If your authoritative name servers are not domain controllers and you want to use AD-integrated zones (more on this later), or you want some other name servers to be authoritative for the zone that contains the Active Directory resource records, you have to create delegations. All of the required Active Directory-specific resource records are stored in subdomains of the DNS domain whose name corresponds to the AD domain. These subdomains are named _msdcs (e.g., _msdcs.movie.edu ), _tcp , _udp , _sites , and DomainDNSZones . The forest root domain will also have a ForestDNSZones subdomain. ^[4] To delegate the Active Directory DNS responsibilities when the Active Directory domains are named after an existing DNS domain, you need to delegate those subdomains. In turn , those subdomains become zones on the delegated servers.

^[4] The DomainDNSZones and ForestDNSZones domains are new in Windows Server 2003. They are used to support application partitions, described later in this chapter.

8.1.3.2 Subdomain of an existing DNS domain

Now let's say that Movie U. wanted to completely separate its AD namespace from its DNS namespace. Another common approach is to create a subdomain of an existing domain, such as the top-level domain for the organization. For example, we could name the forest root domain ad.movie.edu or corp.movie.edu . If we still needed to create a subdomain for the special effects lab, it could be named fx.ad.movie.edu .

This model is the easiest to implement if you want to delegate responsibility for the Active Directory-critical zones to name servers other than the main set of authoritative name servers for your organization. Instead of delegating subdomains as in the previous model, you need to delegate only the zone with the same name as the forest root domain (e.g., ad.movie.edu ) from your main forward-mapping zone (e.g., movie.edu ).

Microsoft recommends this option for most deployments and uses it for its own corporate Active Directory deployment.

8.1.3.3 Disjoint or private name

The last major option for naming your forest root domain is not to base it on any of your top-level domain names and use a disjoint or private name. The most common suffix that is used in this scenario is .local (e.g., movie.local ). This model is typically chosen by organizations that do not want their Active Directory DNS namespace to be public.

In nonproduction forests, we recommend following the guidelines in RFC 2606 and using .test or .example instead of .local , which are suffixes reserved for testing purposes. If you need to create a lab or test environment that your general community does not need to access, this is a good model to use. In fact, you can create a forest without requiring any delegations at all from your main forward-mapping zone, assuming you have control over the resolver configuration for the clients in the lab. To do this, you would need to create the movie.test forest, enable the DNS server on one or more domain controllers in the domain, and make the movie.test zone AD-integrated.

In order for clients to resolve DNS names outside of the forest, you would need to point the resolvers on the domain controllers to each other, and configure forwarders to forward unresolved requests to your organization's main authoritative name servers.
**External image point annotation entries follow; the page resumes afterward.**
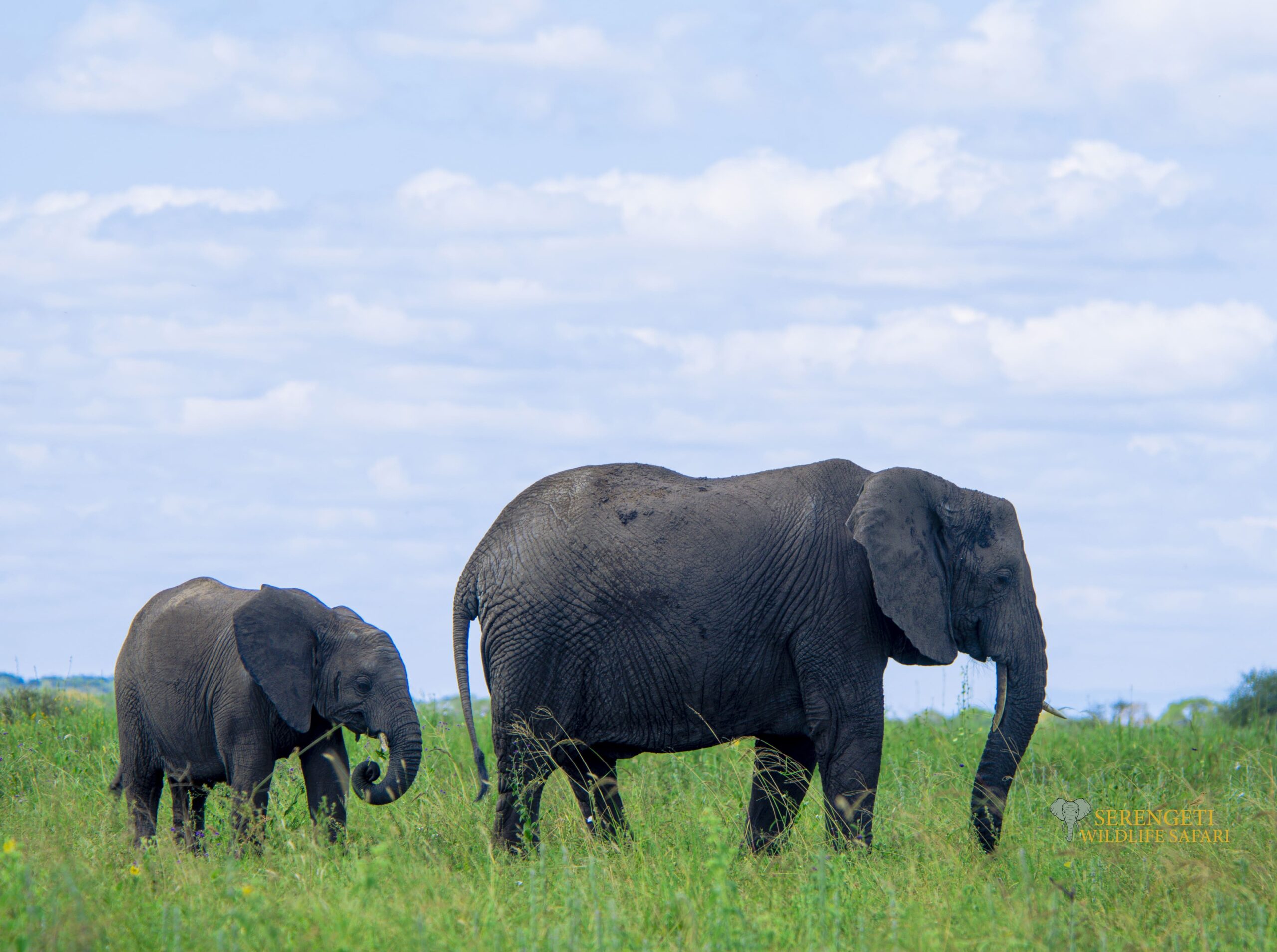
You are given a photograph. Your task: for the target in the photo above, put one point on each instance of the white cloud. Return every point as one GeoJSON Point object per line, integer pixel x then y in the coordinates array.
{"type": "Point", "coordinates": [32, 456]}
{"type": "Point", "coordinates": [489, 17]}
{"type": "Point", "coordinates": [451, 418]}
{"type": "Point", "coordinates": [445, 201]}
{"type": "Point", "coordinates": [1097, 175]}
{"type": "Point", "coordinates": [1175, 42]}
{"type": "Point", "coordinates": [569, 49]}
{"type": "Point", "coordinates": [767, 198]}
{"type": "Point", "coordinates": [1217, 60]}
{"type": "Point", "coordinates": [1098, 348]}
{"type": "Point", "coordinates": [768, 201]}
{"type": "Point", "coordinates": [387, 326]}
{"type": "Point", "coordinates": [54, 238]}
{"type": "Point", "coordinates": [1214, 63]}
{"type": "Point", "coordinates": [150, 199]}
{"type": "Point", "coordinates": [131, 58]}
{"type": "Point", "coordinates": [1247, 533]}
{"type": "Point", "coordinates": [390, 479]}
{"type": "Point", "coordinates": [1000, 58]}
{"type": "Point", "coordinates": [283, 407]}
{"type": "Point", "coordinates": [1115, 348]}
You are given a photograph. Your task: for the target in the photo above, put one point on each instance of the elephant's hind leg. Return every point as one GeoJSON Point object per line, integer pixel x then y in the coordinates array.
{"type": "Point", "coordinates": [782, 772]}
{"type": "Point", "coordinates": [594, 784]}
{"type": "Point", "coordinates": [142, 793]}
{"type": "Point", "coordinates": [179, 791]}
{"type": "Point", "coordinates": [524, 763]}
{"type": "Point", "coordinates": [188, 812]}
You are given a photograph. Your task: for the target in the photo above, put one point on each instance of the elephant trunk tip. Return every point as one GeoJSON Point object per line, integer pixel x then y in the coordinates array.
{"type": "Point", "coordinates": [483, 775]}
{"type": "Point", "coordinates": [364, 779]}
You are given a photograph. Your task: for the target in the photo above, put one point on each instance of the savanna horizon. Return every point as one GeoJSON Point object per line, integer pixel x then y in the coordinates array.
{"type": "Point", "coordinates": [425, 873]}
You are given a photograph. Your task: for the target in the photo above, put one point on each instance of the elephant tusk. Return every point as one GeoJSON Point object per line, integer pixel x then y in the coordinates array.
{"type": "Point", "coordinates": [1002, 697]}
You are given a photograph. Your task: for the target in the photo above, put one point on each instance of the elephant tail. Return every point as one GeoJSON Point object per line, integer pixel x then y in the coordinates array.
{"type": "Point", "coordinates": [465, 608]}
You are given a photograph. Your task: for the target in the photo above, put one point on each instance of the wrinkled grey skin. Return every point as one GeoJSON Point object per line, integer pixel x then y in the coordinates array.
{"type": "Point", "coordinates": [213, 684]}
{"type": "Point", "coordinates": [629, 608]}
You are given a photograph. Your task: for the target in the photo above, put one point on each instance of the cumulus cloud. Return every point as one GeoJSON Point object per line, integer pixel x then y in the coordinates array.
{"type": "Point", "coordinates": [770, 201]}
{"type": "Point", "coordinates": [567, 47]}
{"type": "Point", "coordinates": [1101, 348]}
{"type": "Point", "coordinates": [1098, 175]}
{"type": "Point", "coordinates": [446, 201]}
{"type": "Point", "coordinates": [131, 58]}
{"type": "Point", "coordinates": [384, 325]}
{"type": "Point", "coordinates": [283, 407]}
{"type": "Point", "coordinates": [56, 236]}
{"type": "Point", "coordinates": [1214, 62]}
{"type": "Point", "coordinates": [1116, 348]}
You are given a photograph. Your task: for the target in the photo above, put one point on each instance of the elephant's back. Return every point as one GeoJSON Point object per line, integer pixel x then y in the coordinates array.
{"type": "Point", "coordinates": [631, 508]}
{"type": "Point", "coordinates": [178, 628]}
{"type": "Point", "coordinates": [611, 594]}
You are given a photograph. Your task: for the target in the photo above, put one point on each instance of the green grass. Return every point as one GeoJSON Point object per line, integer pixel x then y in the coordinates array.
{"type": "Point", "coordinates": [422, 875]}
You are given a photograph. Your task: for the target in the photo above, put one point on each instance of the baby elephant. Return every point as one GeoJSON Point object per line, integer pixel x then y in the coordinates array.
{"type": "Point", "coordinates": [216, 684]}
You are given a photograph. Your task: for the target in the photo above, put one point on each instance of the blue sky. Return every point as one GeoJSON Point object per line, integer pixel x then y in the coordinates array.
{"type": "Point", "coordinates": [303, 294]}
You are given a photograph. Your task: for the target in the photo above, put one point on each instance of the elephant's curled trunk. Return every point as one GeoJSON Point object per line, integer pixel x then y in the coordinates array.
{"type": "Point", "coordinates": [1021, 692]}
{"type": "Point", "coordinates": [405, 756]}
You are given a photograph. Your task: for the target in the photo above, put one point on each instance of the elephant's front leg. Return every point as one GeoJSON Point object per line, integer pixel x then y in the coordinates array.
{"type": "Point", "coordinates": [251, 785]}
{"type": "Point", "coordinates": [594, 784]}
{"type": "Point", "coordinates": [849, 739]}
{"type": "Point", "coordinates": [782, 772]}
{"type": "Point", "coordinates": [326, 770]}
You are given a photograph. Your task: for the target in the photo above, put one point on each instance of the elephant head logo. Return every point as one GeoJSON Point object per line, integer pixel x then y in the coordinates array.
{"type": "Point", "coordinates": [1070, 812]}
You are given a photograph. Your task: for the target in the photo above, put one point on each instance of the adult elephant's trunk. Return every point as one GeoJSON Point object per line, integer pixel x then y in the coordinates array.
{"type": "Point", "coordinates": [405, 756]}
{"type": "Point", "coordinates": [1021, 691]}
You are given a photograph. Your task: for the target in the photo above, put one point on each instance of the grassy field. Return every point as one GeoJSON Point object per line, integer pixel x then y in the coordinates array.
{"type": "Point", "coordinates": [421, 873]}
At that point, all you need to do is point the resolvers of the clients that are going to use the movie.test forest to one of the domain controllers that are running the Microsoft DNS Server in movie.test . Now you have a fully functional Active Directory forest that didn't require any delegations from your main forward-mapping zone.

Microsoft strongly discourages using a single-label domain name, such as movie , for your forest root domain name. If you do, it requires additional configuration on your servers. Microsoft's reasoning behind this is to limit the number of misconfigurations that result in hammering the top-level root name servers with unnecessary DNS requests.